|Nutrition Facts (per serving)|
|Amount per serving|
|% Daily Value*|
|Total Fat 23g||30%|
|Saturated Fat 4g||21%|
|Total Carbohydrate 16g||6%|
|Dietary Fiber 2g||9%|
|Total Sugars 12g|
|Vitamin C 5mg||27%|
|*The % Daily Value (DV) tells you how much a nutrient in a food serving contributes to a daily diet. 2,000 calories a day is used for general nutrition advice.|
This tasty chicken salad is filled with flavor. The crunchy apples, cranberries, and nuts make it extra special and offer great texture, and the lemon, mayonnaise, and dash of curry powder create a creamy consistency with a bit of zing. This recipe includes basic instructions for cooking chicken breasts on the stovetop, but it's also an excellent way to use leftover chicken, rotisserie chicken, or prepackaged fully cooked chicken breast strips.
Serve this well-seasoned chicken salad on sliced ciabatta or another type of bread as a sandwich, or spoon into lettuce leaves for a lighter luncheon. The salad can be served in tortillas or wraps as well.
"I LOVE the combination of nuts and dried fruit, so this recipe was heaven for me! The toasted walnuts gave the chicken salad a strong and rich aroma and were my favorite part. I would recommend letting it sit in the fridge for few hours so that the flavors blend together." —Tara Omidvar
3 to 4 boneless chicken breasts
Freshly ground black pepper
Olive oil, as needed, for cooking chicken
1/4 cup walnuts, chopped (or slivered almonds or toasted pecans), optional
1/4 cup dried cranberries
1/2 cup diced celery
2 to 3 tablespoons finely chopped red onion
1/2 cup diced apple
4 to 6 tablespoons mayonnaise, or to taste
2 teaspoons fresh lemon juice
1/8 teaspoon curry powder, or to taste, optional
1 avocado, sliced, optional
Good-quality bread or sliced sandwich buns, optional
Gather the ingredients.
Pound the chicken breasts between 2 sheets of plastic wrap to an even thickness. Season both sides with salt and pepper.
Place a lightly oiled skillet over medium heat. Add the chicken breasts to the hot skillet and cook them for about 6 minutes, or until browned on one side.
Flip and continue cooking for about 5 minutes longer, or until cooked through. (Do not overcook.) The minimum safe temperature for chicken is 165 F. Set aside
Put the nuts, if using, in a dry skillet over medium heat. Cook, shaking the skillet, stirring, and turning the nuts constantly until they are lightly browned and aromatic. This should take 3 to 4 minutes.
Immediately pour the toasted nuts onto a plate to stop the cooking process.
Dice the cooked chicken into bite-sized chunks.
In a bowl, combine the chicken, cranberries, celery, red onion, apple, and walnuts, if using.
In a cup or small bowl, combine 4 tablespoons of mayonnaise, the lemon juice, curry powder, if using, 1/4 teaspoon salt and 1/8 teaspoon pepper.
Stir the mayonnaise mixture into the chicken, adding more mayonnaise as needed for moisture and for flavor.
Serve the chicken salad on lettuce-lined plates with slices of avocado. Or line bread with lettuce leaves and spread the chicken salad on the lettuce.

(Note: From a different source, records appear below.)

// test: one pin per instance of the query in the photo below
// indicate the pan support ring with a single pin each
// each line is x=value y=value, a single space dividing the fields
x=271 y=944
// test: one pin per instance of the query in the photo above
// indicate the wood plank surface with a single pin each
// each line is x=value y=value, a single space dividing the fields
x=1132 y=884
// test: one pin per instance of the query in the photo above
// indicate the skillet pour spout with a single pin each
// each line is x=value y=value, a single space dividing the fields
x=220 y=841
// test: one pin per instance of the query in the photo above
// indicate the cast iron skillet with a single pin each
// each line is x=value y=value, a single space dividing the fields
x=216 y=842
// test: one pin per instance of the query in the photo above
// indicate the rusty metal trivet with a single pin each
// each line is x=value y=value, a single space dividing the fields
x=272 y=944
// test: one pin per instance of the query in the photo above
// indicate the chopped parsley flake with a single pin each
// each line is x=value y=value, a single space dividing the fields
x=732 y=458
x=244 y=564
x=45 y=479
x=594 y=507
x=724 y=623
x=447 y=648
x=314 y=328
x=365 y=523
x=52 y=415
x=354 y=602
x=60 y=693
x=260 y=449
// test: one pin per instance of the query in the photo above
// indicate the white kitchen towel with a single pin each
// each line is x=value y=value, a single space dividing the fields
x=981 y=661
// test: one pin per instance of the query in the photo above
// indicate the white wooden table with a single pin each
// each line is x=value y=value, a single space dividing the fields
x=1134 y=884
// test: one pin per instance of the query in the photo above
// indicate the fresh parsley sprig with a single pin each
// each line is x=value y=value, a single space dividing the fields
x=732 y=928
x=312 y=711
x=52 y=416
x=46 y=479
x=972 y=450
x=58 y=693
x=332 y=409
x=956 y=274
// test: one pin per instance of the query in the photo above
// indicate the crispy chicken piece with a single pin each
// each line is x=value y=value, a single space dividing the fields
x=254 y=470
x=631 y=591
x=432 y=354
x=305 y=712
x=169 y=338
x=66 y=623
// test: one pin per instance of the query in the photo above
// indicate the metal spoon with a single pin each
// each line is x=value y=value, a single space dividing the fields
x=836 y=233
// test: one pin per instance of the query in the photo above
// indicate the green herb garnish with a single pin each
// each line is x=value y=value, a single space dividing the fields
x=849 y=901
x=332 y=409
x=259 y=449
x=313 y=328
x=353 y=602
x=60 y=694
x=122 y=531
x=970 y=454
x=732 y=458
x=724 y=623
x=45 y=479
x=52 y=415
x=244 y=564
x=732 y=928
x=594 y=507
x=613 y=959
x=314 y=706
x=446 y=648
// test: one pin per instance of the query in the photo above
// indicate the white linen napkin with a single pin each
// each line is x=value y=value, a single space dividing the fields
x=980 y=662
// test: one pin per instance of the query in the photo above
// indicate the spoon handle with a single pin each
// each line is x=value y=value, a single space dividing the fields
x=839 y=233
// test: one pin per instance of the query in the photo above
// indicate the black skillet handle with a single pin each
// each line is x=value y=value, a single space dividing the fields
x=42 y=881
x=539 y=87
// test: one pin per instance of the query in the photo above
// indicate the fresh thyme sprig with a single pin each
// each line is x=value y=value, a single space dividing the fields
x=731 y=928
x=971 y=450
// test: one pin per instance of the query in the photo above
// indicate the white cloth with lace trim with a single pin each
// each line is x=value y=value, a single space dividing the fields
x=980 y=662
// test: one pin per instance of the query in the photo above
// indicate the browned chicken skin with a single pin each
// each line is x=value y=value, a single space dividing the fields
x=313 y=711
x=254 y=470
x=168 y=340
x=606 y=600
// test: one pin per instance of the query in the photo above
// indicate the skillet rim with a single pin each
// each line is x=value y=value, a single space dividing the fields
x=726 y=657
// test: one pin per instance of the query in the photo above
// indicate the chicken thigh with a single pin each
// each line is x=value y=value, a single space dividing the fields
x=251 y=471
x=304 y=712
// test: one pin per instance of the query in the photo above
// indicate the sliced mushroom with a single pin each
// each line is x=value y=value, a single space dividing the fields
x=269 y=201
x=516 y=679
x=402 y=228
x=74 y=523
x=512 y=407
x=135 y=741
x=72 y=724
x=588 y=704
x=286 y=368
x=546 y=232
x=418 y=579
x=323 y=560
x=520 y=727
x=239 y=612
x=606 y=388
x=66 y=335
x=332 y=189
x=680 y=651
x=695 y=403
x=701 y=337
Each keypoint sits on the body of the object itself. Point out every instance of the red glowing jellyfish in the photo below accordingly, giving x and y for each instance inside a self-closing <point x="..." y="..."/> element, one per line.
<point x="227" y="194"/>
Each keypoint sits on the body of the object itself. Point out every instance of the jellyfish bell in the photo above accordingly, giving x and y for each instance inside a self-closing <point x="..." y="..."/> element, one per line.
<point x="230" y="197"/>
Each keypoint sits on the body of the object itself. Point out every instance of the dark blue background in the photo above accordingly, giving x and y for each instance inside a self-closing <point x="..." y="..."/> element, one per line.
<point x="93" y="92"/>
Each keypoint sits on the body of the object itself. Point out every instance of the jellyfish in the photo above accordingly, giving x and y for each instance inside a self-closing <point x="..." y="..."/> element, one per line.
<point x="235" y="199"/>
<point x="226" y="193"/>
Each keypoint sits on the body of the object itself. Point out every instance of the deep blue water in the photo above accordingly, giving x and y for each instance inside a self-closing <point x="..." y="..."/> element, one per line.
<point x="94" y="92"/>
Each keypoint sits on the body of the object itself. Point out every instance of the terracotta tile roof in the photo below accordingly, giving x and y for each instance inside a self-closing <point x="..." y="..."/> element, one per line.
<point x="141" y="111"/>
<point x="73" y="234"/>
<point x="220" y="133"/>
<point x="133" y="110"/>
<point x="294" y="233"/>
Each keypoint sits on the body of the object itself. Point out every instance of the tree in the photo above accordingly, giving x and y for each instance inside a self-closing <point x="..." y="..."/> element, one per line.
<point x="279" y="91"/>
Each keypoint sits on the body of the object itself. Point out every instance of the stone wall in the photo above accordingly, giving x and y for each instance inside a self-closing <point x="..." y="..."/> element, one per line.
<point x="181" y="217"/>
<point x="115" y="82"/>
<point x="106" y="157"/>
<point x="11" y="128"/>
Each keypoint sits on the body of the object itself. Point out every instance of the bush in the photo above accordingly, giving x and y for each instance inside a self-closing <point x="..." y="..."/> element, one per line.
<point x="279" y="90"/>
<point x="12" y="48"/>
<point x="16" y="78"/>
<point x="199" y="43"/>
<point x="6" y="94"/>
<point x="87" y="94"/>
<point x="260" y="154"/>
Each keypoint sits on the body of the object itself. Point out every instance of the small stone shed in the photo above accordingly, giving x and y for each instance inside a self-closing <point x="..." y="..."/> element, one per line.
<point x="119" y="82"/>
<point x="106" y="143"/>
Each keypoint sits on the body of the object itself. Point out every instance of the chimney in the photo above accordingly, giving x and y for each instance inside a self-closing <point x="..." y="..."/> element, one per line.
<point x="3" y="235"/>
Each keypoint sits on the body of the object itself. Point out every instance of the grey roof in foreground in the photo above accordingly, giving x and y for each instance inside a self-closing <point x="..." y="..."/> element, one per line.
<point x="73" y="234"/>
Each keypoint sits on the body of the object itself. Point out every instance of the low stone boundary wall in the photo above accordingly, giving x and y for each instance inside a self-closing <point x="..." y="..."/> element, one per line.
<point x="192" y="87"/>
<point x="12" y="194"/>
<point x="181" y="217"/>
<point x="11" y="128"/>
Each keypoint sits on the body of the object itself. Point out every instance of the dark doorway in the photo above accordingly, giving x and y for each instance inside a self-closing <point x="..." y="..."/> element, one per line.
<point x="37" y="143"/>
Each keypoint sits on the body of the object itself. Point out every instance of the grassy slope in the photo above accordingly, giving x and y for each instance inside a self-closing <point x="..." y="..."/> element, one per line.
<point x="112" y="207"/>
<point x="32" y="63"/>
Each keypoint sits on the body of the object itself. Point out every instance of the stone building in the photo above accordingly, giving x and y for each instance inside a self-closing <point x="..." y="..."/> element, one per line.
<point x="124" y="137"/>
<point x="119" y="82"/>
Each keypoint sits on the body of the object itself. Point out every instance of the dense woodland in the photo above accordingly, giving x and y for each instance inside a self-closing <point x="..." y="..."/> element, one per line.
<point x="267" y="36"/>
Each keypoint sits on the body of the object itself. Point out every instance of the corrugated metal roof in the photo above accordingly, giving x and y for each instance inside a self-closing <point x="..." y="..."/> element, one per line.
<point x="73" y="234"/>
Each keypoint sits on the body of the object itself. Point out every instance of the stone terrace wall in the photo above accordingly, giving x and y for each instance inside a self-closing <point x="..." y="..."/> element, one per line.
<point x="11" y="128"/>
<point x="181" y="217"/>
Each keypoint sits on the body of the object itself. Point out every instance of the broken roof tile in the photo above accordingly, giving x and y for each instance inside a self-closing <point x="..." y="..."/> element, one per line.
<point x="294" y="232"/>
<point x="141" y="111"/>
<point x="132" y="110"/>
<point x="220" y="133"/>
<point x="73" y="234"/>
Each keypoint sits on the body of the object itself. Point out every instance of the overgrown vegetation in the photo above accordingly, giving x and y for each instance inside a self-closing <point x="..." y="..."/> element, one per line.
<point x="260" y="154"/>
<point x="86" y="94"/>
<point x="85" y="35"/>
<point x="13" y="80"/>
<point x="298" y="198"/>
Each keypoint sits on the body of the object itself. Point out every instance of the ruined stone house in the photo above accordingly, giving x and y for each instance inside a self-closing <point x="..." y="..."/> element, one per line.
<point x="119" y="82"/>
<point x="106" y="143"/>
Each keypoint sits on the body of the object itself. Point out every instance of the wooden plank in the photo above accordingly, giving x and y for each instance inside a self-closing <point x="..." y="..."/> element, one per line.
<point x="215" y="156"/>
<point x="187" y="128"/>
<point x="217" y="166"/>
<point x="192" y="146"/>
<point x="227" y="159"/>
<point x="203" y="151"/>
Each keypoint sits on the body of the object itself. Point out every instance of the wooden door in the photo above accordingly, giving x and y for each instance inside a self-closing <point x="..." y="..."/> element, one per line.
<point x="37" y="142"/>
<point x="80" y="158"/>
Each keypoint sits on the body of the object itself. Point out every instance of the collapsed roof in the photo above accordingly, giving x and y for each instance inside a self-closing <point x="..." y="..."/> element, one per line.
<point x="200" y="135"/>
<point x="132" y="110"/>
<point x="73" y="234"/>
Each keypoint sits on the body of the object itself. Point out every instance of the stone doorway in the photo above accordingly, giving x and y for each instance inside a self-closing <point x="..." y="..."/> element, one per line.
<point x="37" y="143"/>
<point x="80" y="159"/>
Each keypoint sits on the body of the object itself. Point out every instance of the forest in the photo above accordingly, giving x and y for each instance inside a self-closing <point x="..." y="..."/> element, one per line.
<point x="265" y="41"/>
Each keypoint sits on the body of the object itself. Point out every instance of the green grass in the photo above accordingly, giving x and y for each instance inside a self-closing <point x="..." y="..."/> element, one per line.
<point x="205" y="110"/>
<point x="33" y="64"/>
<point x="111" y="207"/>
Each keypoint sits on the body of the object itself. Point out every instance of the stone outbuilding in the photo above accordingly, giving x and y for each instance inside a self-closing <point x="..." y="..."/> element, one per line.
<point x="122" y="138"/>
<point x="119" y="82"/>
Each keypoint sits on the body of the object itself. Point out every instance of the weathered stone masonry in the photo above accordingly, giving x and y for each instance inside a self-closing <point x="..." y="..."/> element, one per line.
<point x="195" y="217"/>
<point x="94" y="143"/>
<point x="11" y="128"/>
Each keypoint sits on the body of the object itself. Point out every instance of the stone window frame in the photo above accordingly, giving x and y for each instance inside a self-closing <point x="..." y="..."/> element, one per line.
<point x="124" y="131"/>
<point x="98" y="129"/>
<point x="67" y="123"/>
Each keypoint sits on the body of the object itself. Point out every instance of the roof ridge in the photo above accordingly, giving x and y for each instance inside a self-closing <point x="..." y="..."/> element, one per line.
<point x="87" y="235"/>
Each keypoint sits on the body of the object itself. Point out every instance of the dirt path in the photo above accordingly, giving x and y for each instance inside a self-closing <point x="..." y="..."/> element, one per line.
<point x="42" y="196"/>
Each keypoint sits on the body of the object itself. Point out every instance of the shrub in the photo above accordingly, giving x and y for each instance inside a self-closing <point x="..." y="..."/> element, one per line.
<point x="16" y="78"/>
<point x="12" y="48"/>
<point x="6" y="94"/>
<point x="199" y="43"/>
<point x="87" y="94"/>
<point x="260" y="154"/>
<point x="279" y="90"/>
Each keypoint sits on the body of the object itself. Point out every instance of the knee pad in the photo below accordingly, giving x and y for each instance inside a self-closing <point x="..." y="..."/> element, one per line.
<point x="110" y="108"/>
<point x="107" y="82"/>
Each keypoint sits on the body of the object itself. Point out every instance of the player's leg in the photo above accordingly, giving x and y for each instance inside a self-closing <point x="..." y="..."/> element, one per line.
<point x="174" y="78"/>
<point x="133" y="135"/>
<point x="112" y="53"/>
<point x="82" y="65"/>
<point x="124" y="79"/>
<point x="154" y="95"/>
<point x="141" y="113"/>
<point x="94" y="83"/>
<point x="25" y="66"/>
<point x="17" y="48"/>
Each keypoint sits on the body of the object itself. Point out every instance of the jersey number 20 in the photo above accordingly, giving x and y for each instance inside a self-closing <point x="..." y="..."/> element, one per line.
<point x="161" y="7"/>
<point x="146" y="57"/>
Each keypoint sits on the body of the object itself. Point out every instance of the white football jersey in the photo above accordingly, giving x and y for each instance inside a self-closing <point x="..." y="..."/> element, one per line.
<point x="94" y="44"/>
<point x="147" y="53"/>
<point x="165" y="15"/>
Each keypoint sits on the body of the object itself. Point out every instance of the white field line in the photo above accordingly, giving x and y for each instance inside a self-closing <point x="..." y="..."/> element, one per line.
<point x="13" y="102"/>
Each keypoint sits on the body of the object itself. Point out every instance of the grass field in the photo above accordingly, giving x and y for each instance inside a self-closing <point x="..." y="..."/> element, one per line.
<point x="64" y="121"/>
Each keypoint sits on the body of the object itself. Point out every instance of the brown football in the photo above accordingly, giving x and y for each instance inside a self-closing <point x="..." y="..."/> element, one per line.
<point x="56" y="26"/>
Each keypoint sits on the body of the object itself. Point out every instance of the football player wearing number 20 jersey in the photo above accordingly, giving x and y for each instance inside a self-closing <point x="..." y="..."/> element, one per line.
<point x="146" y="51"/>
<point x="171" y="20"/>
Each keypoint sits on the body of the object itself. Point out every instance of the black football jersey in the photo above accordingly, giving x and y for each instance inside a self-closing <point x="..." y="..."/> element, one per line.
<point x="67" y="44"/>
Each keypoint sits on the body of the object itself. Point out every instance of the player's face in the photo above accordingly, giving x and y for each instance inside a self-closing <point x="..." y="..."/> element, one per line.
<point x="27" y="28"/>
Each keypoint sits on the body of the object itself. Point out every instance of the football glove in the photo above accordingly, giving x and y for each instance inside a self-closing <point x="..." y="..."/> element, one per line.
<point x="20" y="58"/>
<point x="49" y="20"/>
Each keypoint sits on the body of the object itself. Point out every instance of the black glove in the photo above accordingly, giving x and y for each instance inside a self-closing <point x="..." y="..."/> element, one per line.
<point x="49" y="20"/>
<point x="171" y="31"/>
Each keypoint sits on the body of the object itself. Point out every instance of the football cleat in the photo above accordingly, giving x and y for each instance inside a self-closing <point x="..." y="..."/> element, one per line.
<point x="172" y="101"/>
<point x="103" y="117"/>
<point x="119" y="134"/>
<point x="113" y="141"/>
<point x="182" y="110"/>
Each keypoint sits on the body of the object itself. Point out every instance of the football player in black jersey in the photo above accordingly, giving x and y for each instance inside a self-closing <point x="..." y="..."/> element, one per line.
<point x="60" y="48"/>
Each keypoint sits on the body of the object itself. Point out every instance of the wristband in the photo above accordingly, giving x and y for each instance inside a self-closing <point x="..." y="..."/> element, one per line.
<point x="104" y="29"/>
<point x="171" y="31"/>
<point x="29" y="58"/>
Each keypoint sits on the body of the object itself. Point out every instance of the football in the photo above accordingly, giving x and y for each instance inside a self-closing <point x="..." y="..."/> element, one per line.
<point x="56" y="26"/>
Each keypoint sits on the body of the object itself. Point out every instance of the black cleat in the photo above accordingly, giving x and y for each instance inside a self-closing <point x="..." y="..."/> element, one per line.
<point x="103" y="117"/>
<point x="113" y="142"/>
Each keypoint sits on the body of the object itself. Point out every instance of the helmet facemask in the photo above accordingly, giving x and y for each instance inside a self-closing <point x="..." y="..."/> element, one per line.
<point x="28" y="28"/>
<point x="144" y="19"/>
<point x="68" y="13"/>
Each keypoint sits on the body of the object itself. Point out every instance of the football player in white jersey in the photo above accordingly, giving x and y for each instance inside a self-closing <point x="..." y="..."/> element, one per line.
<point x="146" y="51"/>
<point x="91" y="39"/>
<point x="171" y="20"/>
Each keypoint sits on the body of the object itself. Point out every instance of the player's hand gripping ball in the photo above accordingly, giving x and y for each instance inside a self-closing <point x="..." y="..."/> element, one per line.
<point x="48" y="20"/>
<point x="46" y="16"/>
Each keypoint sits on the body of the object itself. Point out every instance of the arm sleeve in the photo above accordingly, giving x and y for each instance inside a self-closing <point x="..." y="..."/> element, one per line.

- Instead of curry powder, consider adding a dash of Creole or Cajun seasoning to taste.
- Halved seedless red grapes may be used in place of the dried cranberries, or you can replace the dried cranberries with raisins or goji berries.
- If you prefer the chicken salad cold, place it in the refrigerator for about 1 hour before serving.
How to Store
Homemade chicken salad will last three to five days in the refrigerator when placed in an airtight container. Make sure not to leave it out on the counter for more than two hours; if left at room temperature for too long, there is potential for bacteria growth and food poisoning.